How The Workflow Changed For The Average NSA Analyst Friday

Many of the reforms Obama proposed in his big intelligence speech Friday will require congressional action and could take months in implement, if they’re implemented at all. Here’s what the White House says changed Friday.

Larry Downing / Reuters

WASHINGTON — National Security Agency analysts can no longer query massive cell phone metadata databases, senior administration officials told reporters on a conference call Friday morning.

The call came ahead of President Obama’s much-anticipated NSA reform speech, which comes months after former intelligence contractor Edward Snowden turned the world’s attention to the capabilities of America’s snooping agencies by leaking thousands of documents.

The officials outlined a long list of reforms to intelligence collection, many of which will require Congress to act and could take months to be implemented. But the officials insisted the NSA is already changing the way it operates thanks to new directives from Obama.

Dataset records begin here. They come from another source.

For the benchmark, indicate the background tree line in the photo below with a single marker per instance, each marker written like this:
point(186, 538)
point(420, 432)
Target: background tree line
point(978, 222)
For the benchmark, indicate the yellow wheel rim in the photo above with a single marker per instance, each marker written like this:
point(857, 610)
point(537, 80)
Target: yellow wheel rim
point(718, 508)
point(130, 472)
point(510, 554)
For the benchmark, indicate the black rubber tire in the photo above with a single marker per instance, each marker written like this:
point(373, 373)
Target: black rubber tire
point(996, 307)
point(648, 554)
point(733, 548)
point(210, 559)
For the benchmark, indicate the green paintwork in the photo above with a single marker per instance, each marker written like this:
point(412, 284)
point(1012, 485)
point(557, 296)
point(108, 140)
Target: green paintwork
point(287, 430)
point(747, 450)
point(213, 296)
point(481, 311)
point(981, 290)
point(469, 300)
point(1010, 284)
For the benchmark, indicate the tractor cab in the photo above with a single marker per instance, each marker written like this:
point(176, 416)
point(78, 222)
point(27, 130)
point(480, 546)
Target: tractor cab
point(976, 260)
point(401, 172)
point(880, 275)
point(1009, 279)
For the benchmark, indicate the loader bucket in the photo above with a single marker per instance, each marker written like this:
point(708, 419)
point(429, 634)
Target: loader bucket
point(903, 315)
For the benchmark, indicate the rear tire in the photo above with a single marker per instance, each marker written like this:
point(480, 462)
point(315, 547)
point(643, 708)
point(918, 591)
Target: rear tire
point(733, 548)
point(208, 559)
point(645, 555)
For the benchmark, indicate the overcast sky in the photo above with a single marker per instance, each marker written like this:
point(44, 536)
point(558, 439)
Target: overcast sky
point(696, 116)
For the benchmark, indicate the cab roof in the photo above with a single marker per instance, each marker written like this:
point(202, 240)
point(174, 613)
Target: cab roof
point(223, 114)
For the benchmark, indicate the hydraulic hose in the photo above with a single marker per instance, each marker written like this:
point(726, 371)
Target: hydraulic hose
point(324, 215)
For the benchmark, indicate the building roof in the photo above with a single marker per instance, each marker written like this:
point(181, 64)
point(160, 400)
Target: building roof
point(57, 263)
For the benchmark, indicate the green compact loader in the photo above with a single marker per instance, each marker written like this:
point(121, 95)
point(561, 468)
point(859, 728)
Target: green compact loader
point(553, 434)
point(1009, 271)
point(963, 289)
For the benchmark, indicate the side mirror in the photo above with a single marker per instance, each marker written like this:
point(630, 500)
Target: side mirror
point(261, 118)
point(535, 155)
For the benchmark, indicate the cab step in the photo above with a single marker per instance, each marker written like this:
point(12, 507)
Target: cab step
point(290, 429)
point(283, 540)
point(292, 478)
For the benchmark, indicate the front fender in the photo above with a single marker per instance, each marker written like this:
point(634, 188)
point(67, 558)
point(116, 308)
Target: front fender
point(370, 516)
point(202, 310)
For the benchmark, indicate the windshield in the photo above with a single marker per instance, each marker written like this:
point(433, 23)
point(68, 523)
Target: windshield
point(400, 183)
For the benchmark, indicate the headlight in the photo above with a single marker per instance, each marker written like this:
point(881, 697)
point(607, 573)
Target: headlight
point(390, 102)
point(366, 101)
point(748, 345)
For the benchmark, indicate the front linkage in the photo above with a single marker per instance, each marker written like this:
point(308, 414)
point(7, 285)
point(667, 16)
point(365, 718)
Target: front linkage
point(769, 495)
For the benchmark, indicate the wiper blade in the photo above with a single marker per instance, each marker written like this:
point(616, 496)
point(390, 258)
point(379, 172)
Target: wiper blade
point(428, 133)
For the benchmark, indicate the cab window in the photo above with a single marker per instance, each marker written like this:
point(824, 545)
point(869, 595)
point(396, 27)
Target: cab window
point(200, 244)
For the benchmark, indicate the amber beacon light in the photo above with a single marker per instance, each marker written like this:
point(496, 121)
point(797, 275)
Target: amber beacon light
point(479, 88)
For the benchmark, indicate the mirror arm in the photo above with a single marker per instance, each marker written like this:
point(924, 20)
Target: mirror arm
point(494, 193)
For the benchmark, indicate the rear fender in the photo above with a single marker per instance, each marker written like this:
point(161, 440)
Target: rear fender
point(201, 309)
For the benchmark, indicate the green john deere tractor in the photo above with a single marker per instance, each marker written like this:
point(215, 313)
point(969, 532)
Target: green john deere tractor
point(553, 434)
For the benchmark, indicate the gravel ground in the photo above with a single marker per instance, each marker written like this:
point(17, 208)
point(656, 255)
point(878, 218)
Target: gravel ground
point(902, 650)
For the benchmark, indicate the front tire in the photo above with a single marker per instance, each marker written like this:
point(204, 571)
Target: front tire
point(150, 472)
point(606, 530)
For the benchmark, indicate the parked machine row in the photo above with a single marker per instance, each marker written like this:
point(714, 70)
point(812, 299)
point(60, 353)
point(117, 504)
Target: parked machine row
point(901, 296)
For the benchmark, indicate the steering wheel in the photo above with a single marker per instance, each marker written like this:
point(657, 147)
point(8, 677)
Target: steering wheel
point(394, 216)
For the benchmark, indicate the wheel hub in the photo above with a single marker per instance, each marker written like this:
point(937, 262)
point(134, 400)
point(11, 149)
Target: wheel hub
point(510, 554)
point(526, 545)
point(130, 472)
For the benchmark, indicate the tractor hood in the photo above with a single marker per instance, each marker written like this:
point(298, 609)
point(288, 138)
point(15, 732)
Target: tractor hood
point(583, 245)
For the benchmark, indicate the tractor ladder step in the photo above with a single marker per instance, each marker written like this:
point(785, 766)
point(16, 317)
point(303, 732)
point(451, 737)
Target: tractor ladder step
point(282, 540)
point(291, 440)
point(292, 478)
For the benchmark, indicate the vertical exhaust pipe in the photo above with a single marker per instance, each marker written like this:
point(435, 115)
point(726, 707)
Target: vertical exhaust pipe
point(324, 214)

CBS’s Major Garrett asked an administration official what would be different Friday for the average NSA analyst working with cellphone metadata.

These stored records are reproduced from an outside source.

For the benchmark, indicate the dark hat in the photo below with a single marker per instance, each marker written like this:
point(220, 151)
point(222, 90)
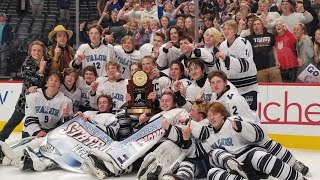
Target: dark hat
point(289, 1)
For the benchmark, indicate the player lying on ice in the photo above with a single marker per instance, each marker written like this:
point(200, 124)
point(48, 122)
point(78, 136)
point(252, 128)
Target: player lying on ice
point(25, 154)
point(45, 109)
point(232, 138)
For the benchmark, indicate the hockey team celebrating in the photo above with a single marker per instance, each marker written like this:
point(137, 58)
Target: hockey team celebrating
point(204, 97)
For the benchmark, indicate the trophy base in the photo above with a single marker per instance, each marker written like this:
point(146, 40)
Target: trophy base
point(139, 111)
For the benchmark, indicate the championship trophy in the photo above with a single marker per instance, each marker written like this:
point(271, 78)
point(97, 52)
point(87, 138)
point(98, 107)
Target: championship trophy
point(139, 88)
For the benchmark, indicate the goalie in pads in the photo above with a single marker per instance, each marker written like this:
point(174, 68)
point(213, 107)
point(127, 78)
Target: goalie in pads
point(165, 159)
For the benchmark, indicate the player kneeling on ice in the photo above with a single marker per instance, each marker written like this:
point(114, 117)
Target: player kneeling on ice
point(110, 164)
point(237, 106)
point(45, 110)
point(197, 167)
point(238, 139)
point(169, 156)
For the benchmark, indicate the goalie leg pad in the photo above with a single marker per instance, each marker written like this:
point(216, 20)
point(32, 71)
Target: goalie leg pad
point(163, 160)
point(6, 153)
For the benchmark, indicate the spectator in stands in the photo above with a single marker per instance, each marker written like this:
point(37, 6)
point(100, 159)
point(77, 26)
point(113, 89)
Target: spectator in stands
point(165, 25)
point(189, 24)
point(304, 46)
point(6, 37)
point(60, 52)
point(64, 7)
point(167, 11)
point(220, 7)
point(286, 51)
point(125, 54)
point(134, 67)
point(149, 49)
point(291, 18)
point(34, 72)
point(180, 23)
point(131, 12)
point(264, 53)
point(316, 48)
point(211, 39)
point(150, 11)
point(36, 6)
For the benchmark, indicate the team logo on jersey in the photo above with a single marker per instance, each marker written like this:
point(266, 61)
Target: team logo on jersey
point(249, 99)
point(280, 45)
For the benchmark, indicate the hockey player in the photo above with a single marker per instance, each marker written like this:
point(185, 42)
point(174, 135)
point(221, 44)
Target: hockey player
point(126, 54)
point(102, 119)
point(198, 167)
point(96, 53)
point(89, 75)
point(229, 97)
point(169, 51)
point(178, 79)
point(198, 90)
point(116, 88)
point(70, 89)
point(45, 110)
point(34, 72)
point(238, 138)
point(237, 106)
point(98, 161)
point(160, 84)
point(236, 60)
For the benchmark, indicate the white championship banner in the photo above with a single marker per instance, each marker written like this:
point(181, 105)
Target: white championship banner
point(310, 75)
point(125, 152)
point(69, 143)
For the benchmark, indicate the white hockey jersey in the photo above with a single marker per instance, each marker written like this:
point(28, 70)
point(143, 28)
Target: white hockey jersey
point(160, 84)
point(237, 105)
point(117, 90)
point(234, 142)
point(125, 60)
point(85, 93)
point(96, 57)
point(106, 121)
point(239, 65)
point(166, 56)
point(194, 90)
point(74, 95)
point(43, 113)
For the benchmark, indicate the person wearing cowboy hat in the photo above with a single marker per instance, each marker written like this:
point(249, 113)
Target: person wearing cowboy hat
point(6, 37)
point(60, 52)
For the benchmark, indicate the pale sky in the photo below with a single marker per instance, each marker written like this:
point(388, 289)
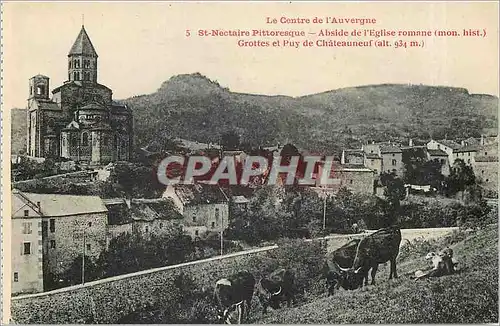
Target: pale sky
point(140, 45)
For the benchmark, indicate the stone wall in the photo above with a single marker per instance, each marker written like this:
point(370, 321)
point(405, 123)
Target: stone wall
point(106, 301)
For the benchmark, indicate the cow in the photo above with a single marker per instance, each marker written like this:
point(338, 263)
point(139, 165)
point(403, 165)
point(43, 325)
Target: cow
point(376, 248)
point(336, 265)
point(234, 297)
point(276, 288)
point(443, 263)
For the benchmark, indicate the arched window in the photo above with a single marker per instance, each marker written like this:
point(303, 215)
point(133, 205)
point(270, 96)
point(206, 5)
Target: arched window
point(85, 139)
point(73, 141)
point(40, 90)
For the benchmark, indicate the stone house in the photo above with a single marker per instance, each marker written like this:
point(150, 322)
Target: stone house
point(205, 207)
point(81, 121)
point(447, 146)
point(485, 166)
point(352, 156)
point(69, 227)
point(26, 245)
point(383, 157)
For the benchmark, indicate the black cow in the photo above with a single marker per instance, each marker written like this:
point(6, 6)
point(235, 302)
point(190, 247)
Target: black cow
point(278, 287)
point(234, 297)
point(377, 248)
point(336, 265)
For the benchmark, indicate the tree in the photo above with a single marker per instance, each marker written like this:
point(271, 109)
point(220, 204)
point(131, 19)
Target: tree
point(230, 140)
point(461, 177)
point(394, 192)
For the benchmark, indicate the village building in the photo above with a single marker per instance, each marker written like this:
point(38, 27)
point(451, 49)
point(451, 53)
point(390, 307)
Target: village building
point(240, 202)
point(26, 245)
point(70, 226)
point(441, 157)
point(352, 156)
point(81, 121)
point(448, 146)
point(485, 166)
point(205, 207)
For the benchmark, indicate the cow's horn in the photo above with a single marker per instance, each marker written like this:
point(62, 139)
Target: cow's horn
point(343, 269)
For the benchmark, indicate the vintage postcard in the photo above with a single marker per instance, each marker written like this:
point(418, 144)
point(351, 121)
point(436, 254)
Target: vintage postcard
point(250, 162)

“What can’t I do or what steps do I have to go through now…to query data that has sparked my interest in an ongoing and legally authorized surveillance case?” he asked.

“The most tangible thing there, Major, with respect to the 215 program at the president will say, is that he is going to ask the attorney general to go to the FISA court that will have to implement this to modify the program as it exists today so that analyst cannot conduct that query without the prior approval of the FISA court,” a senior administration official said, referring to the metadata tracking program. “So that is a new reform, again, it will have to be authorized by the FISA court, but that is a very specific and tangible change to the program as it exists today.”

“There no longer is NSA approval of the determination to query the database. That is no longer an issue that is dealt with solely within the NSA,” the official continued. “They have to bring that to the FISA court.”